The weapons have given governments the power to conduct targeted, invasive surveillance in ways that were unavailable before the advent of the tools. This power has led to abuses, from the Mexican government spying on journalists who were investigating military crimes to Saudi Arabia using NSO technology to hack the devices of political dissidents. The use of spyware against journalists and opposition figures sparked a political scandal in Greece.

Rampant abuse of commercial spyware has led to growing calls from Western political leaders to limit access to them. And yet their power makes the tools alluring to intelligence services, militaries and law enforcement agencies in democracies and autocracies alike.
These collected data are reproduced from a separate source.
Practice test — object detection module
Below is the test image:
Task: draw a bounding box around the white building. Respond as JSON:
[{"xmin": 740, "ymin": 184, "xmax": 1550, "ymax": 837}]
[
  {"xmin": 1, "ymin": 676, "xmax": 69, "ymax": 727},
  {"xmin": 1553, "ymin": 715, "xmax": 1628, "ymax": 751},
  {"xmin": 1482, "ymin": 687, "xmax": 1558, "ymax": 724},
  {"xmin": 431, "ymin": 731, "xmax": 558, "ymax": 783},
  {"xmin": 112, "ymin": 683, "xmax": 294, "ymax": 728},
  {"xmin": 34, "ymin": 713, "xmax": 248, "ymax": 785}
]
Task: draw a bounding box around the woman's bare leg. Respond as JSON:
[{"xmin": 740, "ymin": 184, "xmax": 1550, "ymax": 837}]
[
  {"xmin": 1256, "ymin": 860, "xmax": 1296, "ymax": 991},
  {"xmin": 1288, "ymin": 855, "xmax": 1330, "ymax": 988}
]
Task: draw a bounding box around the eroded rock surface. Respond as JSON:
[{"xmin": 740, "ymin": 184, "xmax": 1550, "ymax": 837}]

The story of NSO’s push to break into the United States market brings to life how these tensions have played out.

President Biden signed an executive order last week to clamp down on government use of commercial spyware. It prohibits federal departments and agencies from using hacking tools that might be abused by foreign governments, could target Americans overseas or could pose security risks if installed on U.S. government networks. The order covered only spyware from commercial entities, not tools built by American intelligence agencies, which have similar in-house capabilities.
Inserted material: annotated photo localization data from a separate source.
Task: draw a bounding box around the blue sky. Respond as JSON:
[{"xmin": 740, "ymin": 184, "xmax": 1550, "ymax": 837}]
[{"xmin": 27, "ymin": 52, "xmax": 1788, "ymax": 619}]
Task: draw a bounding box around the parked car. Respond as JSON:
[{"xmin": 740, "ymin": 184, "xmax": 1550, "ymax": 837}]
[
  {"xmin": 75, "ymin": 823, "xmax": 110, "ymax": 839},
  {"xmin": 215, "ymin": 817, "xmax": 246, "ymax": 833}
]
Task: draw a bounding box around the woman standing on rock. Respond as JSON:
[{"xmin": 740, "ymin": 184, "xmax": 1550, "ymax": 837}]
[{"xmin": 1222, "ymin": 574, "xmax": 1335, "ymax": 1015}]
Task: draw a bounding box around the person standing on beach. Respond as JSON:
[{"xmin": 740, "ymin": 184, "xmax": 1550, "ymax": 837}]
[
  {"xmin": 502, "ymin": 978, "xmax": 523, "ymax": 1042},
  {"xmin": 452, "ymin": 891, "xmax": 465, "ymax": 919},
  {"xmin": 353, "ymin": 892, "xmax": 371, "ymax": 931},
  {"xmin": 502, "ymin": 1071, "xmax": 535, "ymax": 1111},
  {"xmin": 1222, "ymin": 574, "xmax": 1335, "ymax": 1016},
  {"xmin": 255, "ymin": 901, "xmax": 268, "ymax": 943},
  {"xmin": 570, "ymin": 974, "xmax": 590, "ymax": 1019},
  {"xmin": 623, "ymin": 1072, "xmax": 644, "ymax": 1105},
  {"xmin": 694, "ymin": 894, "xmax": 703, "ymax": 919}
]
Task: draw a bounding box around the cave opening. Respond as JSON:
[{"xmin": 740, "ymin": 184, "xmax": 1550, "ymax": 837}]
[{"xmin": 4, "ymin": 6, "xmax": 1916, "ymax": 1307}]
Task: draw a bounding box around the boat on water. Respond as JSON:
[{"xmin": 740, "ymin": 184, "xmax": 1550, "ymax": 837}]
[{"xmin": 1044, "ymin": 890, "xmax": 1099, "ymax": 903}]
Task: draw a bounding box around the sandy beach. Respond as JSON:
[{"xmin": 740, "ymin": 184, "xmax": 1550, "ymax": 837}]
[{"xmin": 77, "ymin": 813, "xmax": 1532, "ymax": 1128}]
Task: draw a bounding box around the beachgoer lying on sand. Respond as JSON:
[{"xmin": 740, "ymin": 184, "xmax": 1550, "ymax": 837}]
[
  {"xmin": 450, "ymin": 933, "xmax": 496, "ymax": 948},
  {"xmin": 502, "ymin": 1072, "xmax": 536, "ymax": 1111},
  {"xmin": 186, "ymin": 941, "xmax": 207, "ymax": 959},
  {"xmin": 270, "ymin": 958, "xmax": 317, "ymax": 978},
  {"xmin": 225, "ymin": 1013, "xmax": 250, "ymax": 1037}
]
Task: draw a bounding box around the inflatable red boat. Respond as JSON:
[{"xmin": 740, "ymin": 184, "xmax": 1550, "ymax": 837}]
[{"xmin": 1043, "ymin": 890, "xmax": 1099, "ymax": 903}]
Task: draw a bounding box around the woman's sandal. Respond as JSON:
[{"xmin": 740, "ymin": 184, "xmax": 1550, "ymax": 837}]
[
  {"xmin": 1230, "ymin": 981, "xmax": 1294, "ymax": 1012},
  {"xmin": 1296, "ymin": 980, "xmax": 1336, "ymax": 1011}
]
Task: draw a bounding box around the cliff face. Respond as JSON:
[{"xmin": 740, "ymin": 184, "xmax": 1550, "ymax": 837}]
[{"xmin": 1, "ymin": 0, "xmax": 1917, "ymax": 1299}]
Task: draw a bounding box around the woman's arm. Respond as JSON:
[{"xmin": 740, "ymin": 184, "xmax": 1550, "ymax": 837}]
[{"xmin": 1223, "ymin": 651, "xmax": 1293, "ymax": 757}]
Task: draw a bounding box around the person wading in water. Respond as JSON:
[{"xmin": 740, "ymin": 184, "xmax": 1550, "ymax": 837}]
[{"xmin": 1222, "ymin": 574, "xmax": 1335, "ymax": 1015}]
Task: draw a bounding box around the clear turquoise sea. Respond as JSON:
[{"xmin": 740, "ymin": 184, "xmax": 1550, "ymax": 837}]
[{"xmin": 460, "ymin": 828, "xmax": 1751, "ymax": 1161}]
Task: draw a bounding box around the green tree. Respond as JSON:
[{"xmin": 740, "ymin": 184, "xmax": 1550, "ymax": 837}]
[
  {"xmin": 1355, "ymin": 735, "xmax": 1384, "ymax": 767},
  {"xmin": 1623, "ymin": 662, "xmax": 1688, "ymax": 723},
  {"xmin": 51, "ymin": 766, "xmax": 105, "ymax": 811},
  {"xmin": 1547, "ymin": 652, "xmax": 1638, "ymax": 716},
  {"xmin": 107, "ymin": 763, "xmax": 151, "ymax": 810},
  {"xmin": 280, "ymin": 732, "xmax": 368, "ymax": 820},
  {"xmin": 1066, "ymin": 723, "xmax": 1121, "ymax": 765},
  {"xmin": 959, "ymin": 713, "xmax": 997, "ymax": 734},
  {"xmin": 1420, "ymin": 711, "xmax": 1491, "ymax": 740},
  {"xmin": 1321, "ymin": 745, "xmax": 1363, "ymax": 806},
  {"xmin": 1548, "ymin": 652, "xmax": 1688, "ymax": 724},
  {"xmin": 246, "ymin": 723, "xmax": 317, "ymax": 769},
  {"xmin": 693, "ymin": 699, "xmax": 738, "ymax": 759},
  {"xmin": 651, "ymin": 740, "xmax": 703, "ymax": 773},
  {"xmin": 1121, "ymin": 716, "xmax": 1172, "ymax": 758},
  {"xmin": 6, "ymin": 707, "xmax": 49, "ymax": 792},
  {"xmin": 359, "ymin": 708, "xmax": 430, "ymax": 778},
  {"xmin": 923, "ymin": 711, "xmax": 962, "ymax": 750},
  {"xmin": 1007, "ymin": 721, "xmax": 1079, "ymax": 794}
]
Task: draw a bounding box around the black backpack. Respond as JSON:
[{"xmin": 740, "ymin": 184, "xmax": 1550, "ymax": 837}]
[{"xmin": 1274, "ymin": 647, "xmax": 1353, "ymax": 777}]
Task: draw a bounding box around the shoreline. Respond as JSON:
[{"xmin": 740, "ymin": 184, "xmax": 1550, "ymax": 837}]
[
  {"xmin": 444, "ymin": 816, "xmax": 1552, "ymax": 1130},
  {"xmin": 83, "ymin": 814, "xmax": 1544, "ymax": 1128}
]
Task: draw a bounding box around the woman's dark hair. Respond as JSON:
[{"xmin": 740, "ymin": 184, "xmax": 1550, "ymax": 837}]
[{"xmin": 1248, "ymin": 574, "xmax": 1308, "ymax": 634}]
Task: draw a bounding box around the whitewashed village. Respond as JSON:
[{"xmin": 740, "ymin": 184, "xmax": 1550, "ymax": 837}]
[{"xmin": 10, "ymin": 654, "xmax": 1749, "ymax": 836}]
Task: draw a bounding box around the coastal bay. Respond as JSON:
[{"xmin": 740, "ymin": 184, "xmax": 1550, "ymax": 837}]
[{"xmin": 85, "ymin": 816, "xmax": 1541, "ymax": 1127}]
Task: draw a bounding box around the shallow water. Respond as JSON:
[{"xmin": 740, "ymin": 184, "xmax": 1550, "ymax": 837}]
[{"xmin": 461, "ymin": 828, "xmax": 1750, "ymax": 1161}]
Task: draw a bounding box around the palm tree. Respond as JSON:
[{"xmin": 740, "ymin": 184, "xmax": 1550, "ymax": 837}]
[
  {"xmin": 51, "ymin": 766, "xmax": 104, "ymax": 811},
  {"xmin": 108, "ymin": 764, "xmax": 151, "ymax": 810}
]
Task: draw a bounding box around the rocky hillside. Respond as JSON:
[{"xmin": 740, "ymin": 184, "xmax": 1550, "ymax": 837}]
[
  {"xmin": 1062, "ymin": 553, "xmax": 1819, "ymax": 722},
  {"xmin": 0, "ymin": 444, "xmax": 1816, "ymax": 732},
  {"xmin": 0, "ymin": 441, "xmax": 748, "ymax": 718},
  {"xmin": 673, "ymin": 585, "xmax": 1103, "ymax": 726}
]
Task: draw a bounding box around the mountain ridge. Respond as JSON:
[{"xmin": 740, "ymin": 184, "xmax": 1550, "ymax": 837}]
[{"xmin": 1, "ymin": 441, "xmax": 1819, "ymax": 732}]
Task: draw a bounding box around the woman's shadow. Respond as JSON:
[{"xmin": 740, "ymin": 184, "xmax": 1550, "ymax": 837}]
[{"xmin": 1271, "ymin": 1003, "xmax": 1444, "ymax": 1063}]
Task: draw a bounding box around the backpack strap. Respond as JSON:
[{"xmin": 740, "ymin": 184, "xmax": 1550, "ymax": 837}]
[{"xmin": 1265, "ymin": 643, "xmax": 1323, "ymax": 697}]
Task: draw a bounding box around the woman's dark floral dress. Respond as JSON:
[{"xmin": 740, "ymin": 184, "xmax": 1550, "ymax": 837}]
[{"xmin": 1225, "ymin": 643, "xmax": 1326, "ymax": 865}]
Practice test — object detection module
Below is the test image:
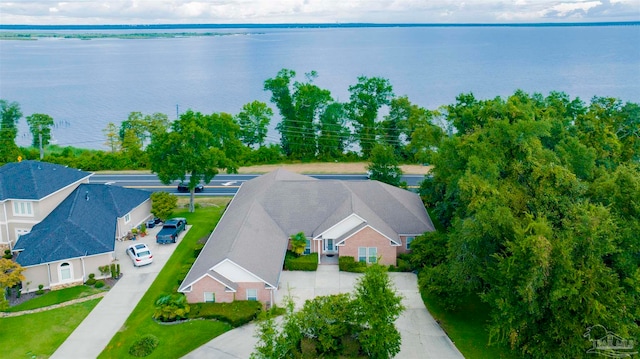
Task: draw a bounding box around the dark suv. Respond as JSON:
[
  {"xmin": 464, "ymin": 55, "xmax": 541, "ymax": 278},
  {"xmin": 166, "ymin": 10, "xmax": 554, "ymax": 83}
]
[{"xmin": 177, "ymin": 182, "xmax": 204, "ymax": 193}]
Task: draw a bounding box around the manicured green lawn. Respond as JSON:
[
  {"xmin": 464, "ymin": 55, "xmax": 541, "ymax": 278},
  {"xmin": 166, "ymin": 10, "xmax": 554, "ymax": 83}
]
[
  {"xmin": 421, "ymin": 292, "xmax": 518, "ymax": 359},
  {"xmin": 0, "ymin": 299, "xmax": 101, "ymax": 358},
  {"xmin": 4, "ymin": 285, "xmax": 105, "ymax": 312},
  {"xmin": 99, "ymin": 202, "xmax": 234, "ymax": 359}
]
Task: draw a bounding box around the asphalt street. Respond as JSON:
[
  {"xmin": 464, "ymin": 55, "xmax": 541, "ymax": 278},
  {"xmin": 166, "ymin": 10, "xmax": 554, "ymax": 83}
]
[{"xmin": 90, "ymin": 173, "xmax": 427, "ymax": 196}]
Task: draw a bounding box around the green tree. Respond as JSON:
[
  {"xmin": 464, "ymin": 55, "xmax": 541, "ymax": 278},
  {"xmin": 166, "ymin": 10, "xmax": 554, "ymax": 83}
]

After this article was published online, the senior administration official told The Times that if there was a contract in November 2021 giving the United States access to the NSO tool, it would violate the new executive order.

Even as the Biden administration has showcased its efforts to drive NSO out of business, it was clear even before the revelation of the latest contract that some agencies have been drawn to the power of these cyberweapons.

Elements of America’s expansive national security apparatus in recent years have bought the weapons, deployed them against drug traffickers, and have quietly pushed to consolidate control of them into the hands of the United States and its closest allies. As The Times reported last year, the F.B.I. purchased access in 2019 to NSO’s most powerful hacking tool, known as Pegasus, which invades mobile phones and mines their contents.

A subsequent Times investigation has found:

  • The secret November 2021 contract used the same American company — designated as “Cleopatra Holdings” but actually a small New Jersey-based government contractor called Riva Networks — that the F.B.I. used two years earlier to purchase Pegasus. Riva’s chief executive used a fake name in signing the 2021 contract and at least one contract Riva executed on behalf of the F.B.I.

  • The deal unfolded as the European private equity fund that owns NSO pursued a plan to get U.S. government business by establishing a holding company, Gideon Cyber Systems. The private equity fund’s ultimate goal was to find an American buyer for the company.

  • A potential deal last year with L3Harris, the American defense giant, to buy NSO’s hacking tools and take on the bulk of its work force was far more advanced than previously known. Despite NSO being on the Commerce Department blacklist, L3Harris executives had discussions with Commerce Department officials about the potential deal, according to internal department records, and there was a draft agreement in place to finalize it before the White House publicly objected and L3Harris dropped its plans.

This article is based on more than three dozen interviews with current and former American and Israeli government officials, corporate executives, technology experts and a review of hundreds of pages of government documents, some of them produced under Freedom of Information Act requests by The Times.